Closed knobo closed 8 years ago
Now I have tried this on FreeBSD on a virtual machine on my laptop, and I have the same problem there. And FreeBSD uses the kqueue backend for libev as OS X does.
I tried with lev:+EVBACKEND-SELECT+
still same problem. Not sure if I used it in the right place.
EDIT: And now I also tried lev:+EVBACKEND-POLL+. Still the same.
;; File: woo-20160318-git/src/ev/event-loop.lisp
(defmacro with-event-loop ((&key enable-fork cleanup-fn) &body body)
`(let ((*evloop* (lev:ev-loop-new (+ lev:+EVBACKEND-SELECT+
(if ,enable-fork
lev:+EVFLAG-FORKCHECK+
0))))
(*callbacks* (make-hash-table :test 'eql))
(*data-registry* (make-hash-table :test 'eql))
(*input-buffer* (make-static-vector *buffer-size*)))
(unwind-protect (progn
,@body
(lev:ev-run *evloop* 0))
(let ((close-socket-fn (intern #.(string :close-socket) (find-package #.(string :woo.ev.socket)))))
(maphash (lambda (fd socket)
(declare (ignore fd))
(funcall close-socket-fn socket))
*data-registry*))
,@(when cleanup-fn
`((funcall ,cleanup-fn)))
(free-static-vector *input-buffer*)
(cffi:foreign-free *evloop*))))
I believe the fix is something like this:
--- woo-20160318-git/src/ev/tcp.lisp 2016-05-25 11:27:28.727523260 +0200
+++ woo-20160318-git/src/ev/tcp.lisp.fix 2016-05-25 11:27:26.799516499 +0200
@@ -110,7 +110,6 @@
(return))
(otherwise
(setf (socket-last-activity socket) (lev:ev-now *evloop*))

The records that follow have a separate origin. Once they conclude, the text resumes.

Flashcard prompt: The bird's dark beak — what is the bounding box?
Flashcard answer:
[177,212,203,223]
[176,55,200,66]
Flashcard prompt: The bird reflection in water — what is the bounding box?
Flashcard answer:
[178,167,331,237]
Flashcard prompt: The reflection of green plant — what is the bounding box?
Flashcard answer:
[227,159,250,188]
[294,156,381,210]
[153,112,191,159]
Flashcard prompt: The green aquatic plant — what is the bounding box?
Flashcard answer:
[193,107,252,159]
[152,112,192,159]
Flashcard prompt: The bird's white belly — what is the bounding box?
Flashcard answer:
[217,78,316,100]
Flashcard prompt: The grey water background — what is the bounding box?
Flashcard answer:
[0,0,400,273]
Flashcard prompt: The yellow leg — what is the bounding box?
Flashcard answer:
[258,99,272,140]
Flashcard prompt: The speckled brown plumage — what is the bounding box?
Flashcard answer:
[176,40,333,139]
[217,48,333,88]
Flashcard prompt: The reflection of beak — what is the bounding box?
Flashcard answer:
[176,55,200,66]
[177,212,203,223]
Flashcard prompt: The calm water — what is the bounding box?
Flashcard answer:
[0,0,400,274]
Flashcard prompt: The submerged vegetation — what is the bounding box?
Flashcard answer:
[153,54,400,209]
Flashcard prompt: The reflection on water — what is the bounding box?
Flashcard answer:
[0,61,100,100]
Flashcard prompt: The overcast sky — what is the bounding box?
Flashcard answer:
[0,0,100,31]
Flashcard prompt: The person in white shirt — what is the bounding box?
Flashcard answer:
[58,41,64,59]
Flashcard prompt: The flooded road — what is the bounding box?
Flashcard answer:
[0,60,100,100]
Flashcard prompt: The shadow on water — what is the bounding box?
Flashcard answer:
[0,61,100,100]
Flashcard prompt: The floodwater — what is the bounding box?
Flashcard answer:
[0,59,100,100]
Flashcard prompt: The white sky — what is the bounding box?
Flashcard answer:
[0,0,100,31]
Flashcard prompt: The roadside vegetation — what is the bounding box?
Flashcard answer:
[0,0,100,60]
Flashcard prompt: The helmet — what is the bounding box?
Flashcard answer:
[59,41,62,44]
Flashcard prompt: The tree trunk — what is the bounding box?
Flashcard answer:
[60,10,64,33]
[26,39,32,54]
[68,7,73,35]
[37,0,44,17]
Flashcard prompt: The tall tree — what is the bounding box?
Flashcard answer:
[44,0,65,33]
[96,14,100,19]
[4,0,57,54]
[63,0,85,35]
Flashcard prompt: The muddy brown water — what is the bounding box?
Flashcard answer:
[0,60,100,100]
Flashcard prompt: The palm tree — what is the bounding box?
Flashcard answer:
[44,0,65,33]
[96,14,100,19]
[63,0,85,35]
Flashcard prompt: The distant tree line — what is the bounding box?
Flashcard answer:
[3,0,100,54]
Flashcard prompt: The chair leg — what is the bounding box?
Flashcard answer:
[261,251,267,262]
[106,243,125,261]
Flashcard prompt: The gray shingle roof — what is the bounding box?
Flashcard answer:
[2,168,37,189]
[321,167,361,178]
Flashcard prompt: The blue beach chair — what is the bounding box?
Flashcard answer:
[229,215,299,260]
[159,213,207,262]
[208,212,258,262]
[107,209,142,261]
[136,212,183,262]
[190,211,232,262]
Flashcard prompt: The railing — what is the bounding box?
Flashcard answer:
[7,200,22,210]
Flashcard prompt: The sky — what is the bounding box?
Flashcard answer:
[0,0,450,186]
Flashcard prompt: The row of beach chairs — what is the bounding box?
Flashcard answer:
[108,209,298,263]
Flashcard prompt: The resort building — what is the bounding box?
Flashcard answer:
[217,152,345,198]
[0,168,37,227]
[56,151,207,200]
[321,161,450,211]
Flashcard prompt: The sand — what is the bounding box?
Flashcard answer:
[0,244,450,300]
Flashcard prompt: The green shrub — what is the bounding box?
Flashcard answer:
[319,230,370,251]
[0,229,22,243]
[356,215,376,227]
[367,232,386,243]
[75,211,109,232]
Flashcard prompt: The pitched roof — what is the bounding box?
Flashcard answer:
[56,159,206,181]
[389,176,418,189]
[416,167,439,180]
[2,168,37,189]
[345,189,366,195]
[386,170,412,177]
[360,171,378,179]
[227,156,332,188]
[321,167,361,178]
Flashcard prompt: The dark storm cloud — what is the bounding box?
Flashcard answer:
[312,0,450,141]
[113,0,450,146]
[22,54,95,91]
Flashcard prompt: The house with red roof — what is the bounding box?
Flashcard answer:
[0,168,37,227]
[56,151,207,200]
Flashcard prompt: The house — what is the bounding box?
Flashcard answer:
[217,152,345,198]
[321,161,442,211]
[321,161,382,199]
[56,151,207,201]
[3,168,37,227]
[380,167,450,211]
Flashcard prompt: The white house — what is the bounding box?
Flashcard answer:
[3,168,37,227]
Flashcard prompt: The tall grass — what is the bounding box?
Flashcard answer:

- ;; Please check if there is more to read here, before continuing!
(when read-cb
(funcall (the function read-cb) socket *input-buffer* :start 0 :end n))
(unless (= n buffer-len)
This improves the situation, But does not fix it. I can now upload buffer-size big file. So If I increase the buffer size, I can upload more. It also helps on https://github.com/fukamachi/woo/issues/47
(loop
(progn
(map-into *input-buffer* (constantly 0)) ;; lazy-coding clear buffer.
(let ((n (wsys:read fd (static-vectors:static-vector-pointer *input-buffer*) buffer-len)))
(declare (dynamic-extent n))
(case n
Hmm... It seems the request body is broken when the request is chunked and has a large body. I could reproduce it even with Mac.
Good to know it wasn't just me and my code that was broken ;) Is this something you intend to fix?
Probably needs more time to fix it. I still don't get what the exact reason to reproduce it. It doesn't occur when the request body is a big ASCII string.
I wonder, what is the mechanism for handling a request that is bigger then woo.ev.event-loop:*buffer-size*
. When the parser is called with the first part of the requests, the parser stops halfway somewhere inside a request, and then the rest of the request is read with wsys:read
, and the parser is calld again, then how does the parser know that it is suppose to continue parsing a header value or a body value?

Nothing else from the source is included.